His frustration with the burning debate and many other similar rural issues is that so often data and science is ignored. “The problem is that there are people who are against shooting fundamentally – and that is an opinion that people are perfectly entitled to hold,” he says. “What annoys me is that they then try to deploy arguments based on science and ecology which just don’t bear any scrutiny from anyone who’s done any research into the matter, or more particularly anyone who’s spent decades managing the moorland.”
Shooting, however, isn’t something Goodwill has much time to do himself. “My passion is my steam engines; I’m a big steam ploughing fan, so that takes up most of my free time, and I don’t really get much time to go shooting. I do occasionally have to go and frighten some pigeons – so my shooting activity is pretty much confined to frightening pigeons on oil seed rape!”

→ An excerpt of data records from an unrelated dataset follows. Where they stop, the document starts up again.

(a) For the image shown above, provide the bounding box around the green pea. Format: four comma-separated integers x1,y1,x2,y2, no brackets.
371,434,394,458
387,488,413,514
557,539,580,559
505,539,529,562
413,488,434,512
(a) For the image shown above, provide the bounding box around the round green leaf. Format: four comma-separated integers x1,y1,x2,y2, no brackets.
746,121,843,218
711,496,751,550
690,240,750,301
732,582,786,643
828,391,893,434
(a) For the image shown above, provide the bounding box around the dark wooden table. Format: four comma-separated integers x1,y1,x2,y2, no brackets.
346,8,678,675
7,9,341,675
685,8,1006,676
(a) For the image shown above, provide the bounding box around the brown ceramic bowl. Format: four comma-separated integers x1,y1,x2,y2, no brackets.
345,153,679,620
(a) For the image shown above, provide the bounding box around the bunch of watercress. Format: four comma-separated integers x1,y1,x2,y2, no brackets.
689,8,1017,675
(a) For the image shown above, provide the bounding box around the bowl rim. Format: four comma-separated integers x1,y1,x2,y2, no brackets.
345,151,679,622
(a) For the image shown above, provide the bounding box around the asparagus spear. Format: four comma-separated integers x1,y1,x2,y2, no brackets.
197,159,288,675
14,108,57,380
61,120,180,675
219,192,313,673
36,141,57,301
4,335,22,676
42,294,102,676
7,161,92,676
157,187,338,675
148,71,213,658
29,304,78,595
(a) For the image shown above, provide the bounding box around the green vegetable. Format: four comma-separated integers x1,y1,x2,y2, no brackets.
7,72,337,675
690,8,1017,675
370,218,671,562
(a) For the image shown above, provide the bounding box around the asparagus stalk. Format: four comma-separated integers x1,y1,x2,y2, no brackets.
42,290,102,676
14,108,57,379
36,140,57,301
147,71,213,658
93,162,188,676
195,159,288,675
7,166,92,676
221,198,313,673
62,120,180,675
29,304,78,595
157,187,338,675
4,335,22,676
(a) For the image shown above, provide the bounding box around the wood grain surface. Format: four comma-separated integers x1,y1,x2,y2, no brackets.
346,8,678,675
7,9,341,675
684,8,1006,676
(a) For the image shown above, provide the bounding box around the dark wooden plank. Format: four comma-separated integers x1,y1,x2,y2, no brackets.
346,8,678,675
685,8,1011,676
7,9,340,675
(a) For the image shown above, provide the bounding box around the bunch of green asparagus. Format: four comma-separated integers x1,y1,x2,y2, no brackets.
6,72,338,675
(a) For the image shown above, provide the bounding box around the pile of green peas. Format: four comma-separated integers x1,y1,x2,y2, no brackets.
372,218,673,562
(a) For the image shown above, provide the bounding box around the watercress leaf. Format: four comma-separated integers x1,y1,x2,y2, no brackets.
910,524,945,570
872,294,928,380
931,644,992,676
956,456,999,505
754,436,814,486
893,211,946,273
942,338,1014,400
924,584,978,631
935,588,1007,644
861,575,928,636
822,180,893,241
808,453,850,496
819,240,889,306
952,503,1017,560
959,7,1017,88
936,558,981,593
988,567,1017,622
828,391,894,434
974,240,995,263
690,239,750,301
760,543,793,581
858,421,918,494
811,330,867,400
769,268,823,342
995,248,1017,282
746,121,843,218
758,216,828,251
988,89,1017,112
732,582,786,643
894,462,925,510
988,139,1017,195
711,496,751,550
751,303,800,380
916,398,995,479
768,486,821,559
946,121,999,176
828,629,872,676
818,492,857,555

It isn’t just on the topic of moorland management that he feels facts are being ignored. As a farmer himself, the new environmental land management schemes being introduced by Defra are something that he has been paying close attention to. “What I wouldn’t want to see with the new changes is large areas of productive agricultural land basically being abandoned, as in some cases people see rewilding as just leaving the land, with no management plan. We need to see a real attempt being made to manage land for specific species which may be under threat – the hedgehog, for example.”
As with moorland management, the new schemes need to be constructed in an intelligent way. “Anything that Defra incentivises in terms of environmental land management needs to have scientific backing,” he says, and is disappointed that some trials have been disrupted by the Covid pandemic. “I’m not sure in some cases that we have enough data on which to base what we want to incentivise people to do. Having said that, there is some low hanging fruit; incentivising the planting of hedges through grants and compensating for maintaining them, for example. But we need to ensure that the new schemes are delivered in a way that dovetails with some of the traditional ways that land is managed.”
Goodwill understands the concerns that some people might have over the government’s new rural proposals, but he is convinced that the Conservatives have the right idea. “The vast majority of my Conservative colleagues who represent rural areas understand absolutely how the countryside works, and what makes it tick.
“One hundred per cent the Conservative Party is still the party of the countryside. We do of course have urban members who might not understand or share our views – some with very small majorities do worry if they get 100 emails from the League Against Cruel Sports, for example. And that’s where our job role lies, in spreading information and facts to combat misinformation.”